After much analysis the following problem statement was made:

Assisting recently diagnosed patients to find the relevant information from the website.

It was useful to start white boarding the problem, based on user stories

Approach

 

As this project was Agile and we had a two sprint cycle, the following approach was taken:

discover > ideate > prototype > test

• Analysed the website’s information architecture
• Conducted primary research (through guerilla interviews, user interviews, contextual inquiry, stakeholder interviews)
• Created affinity mappings and turned emerging insights into story cards
• Crafted a customer journey map based on persona and research findings
• Ideated, sketched wireframes and crafted hi-fi interactive prototype in Adobe XD
• Validated the new design through user testing.

Kicking off our Agile sprint in style with Rach and me

Research

We managed to get hold of some existing NPS Patient feedback data to work on.

I made sure to also look at Google Analytics data to understand user’s navigation behaviour on the site. Through this we found that user’s who stay on for more than two interactions are more likely to be using some of the main pages. Shorter visits are more likely to use more specific or deeper pages.

On the common pages, a user will normally move through and between the following pages:
Home, Team, Departments, Contact us, and Find a doctor.

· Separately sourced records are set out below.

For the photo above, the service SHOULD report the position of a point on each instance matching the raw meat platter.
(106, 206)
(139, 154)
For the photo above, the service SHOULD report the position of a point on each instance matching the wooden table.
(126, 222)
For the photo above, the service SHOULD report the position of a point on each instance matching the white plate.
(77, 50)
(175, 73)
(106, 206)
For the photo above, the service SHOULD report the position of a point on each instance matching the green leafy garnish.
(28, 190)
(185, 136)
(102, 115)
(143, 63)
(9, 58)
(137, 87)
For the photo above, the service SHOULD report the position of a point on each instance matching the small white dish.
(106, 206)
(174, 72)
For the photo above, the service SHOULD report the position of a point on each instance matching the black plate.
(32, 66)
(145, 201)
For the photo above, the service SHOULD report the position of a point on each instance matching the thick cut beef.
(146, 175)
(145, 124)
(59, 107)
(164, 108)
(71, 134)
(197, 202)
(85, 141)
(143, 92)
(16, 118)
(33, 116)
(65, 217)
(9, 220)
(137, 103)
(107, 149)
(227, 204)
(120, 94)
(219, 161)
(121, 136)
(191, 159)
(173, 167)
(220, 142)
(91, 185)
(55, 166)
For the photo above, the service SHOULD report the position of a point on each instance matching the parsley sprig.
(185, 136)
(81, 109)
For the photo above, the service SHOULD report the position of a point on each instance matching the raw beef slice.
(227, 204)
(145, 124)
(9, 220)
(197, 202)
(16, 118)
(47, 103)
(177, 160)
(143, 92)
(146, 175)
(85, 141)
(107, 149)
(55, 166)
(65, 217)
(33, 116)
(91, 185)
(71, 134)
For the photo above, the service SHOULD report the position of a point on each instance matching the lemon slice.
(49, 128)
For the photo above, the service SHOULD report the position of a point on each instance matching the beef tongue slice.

We also conducted interviews with stakeholders and user’s that were given to us by the hospital, as well as our own guerilla interviews with people in our network who had experienced cancer.

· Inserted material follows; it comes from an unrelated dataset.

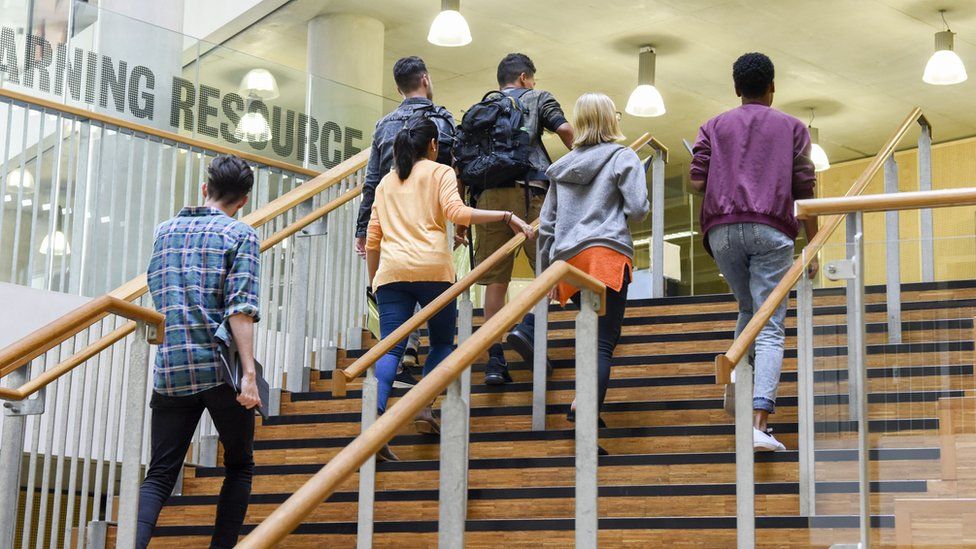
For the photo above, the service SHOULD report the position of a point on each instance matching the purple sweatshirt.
(755, 162)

Based on the results we identified the following pain points:

  • patients can’t find the information they need on the website
  • patients are overwhelmed by the information provided in the navigation
  • carers aren’t directly supported
  • the higher level navigation does not work well on mobile

I put together the user journey map using the insights gathered from the research and data from the interviews creating our persona’s journey in detail

The existing patient section menu is overwhelming. 

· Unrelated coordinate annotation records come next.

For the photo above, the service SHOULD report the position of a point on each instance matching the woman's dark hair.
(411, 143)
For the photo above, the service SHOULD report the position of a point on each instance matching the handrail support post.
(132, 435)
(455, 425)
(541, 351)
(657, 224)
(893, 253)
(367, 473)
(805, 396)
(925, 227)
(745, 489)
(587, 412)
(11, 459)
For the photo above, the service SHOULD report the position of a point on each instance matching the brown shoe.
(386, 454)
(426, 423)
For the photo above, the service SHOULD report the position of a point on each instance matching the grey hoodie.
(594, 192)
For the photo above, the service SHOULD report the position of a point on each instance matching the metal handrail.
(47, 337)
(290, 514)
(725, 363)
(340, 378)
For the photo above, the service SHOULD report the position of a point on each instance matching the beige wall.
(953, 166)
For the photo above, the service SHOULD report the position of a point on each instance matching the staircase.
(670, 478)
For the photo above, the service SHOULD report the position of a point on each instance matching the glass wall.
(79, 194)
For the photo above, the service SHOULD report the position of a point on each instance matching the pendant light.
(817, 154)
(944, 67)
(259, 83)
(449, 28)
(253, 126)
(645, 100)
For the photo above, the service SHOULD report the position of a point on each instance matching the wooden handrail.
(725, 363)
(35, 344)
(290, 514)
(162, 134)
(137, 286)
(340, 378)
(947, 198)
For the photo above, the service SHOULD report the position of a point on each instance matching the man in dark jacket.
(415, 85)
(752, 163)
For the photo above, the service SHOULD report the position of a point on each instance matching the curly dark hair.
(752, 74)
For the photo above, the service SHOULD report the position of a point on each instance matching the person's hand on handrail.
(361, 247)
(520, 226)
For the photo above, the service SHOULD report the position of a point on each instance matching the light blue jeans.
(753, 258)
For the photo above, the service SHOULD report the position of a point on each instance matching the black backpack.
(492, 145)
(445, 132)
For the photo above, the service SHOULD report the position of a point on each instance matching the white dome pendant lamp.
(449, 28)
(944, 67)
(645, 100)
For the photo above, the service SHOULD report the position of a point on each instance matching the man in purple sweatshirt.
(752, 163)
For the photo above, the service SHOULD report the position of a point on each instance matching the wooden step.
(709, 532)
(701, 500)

The Affinity mapping exercise allowed us to find the patterns within the large amount of data we had gathered.

Outcome

 

Based on the user feedback we redesigned the information architecture for the site which not only streamlined their navigation but greatly enhanced the online experience for patients

Some of these wireframes are presented below:

 

A closer look of the patients landing page, before and after.

 We presented our findings, customer journey maps and delivered our interactive prototypes to the client

Feedback

“I really like that you’ve done some stuff we can do easily BUT I also love these bigger changes and want to move toward them.”

“Huge thanks to the team for the fabulous work you presented this morning. We’re excited to get these moving. You’ve provided clarity and helped us see really easy ways to make big improvements.”

Client

Chris O'Brein Lifehouse Cancer Hospital

Conclusion

 

The outcome was generally very positive. The client loved what we did and took away all the ideas presented.

Some thoughts on what to do if we were to do a similar project all over again. The patient journey took longer than expected. If the staff had been engaged sooner, our research findings would have been more efficiently obtained. Another idea would be to try to ideate new web solutions with a Developer and the Chris O’Brien team – perhaps using 6 up 1 up. That would allow us to iterate faster and give the client a better understanding of the work of UXers and what they expected from us.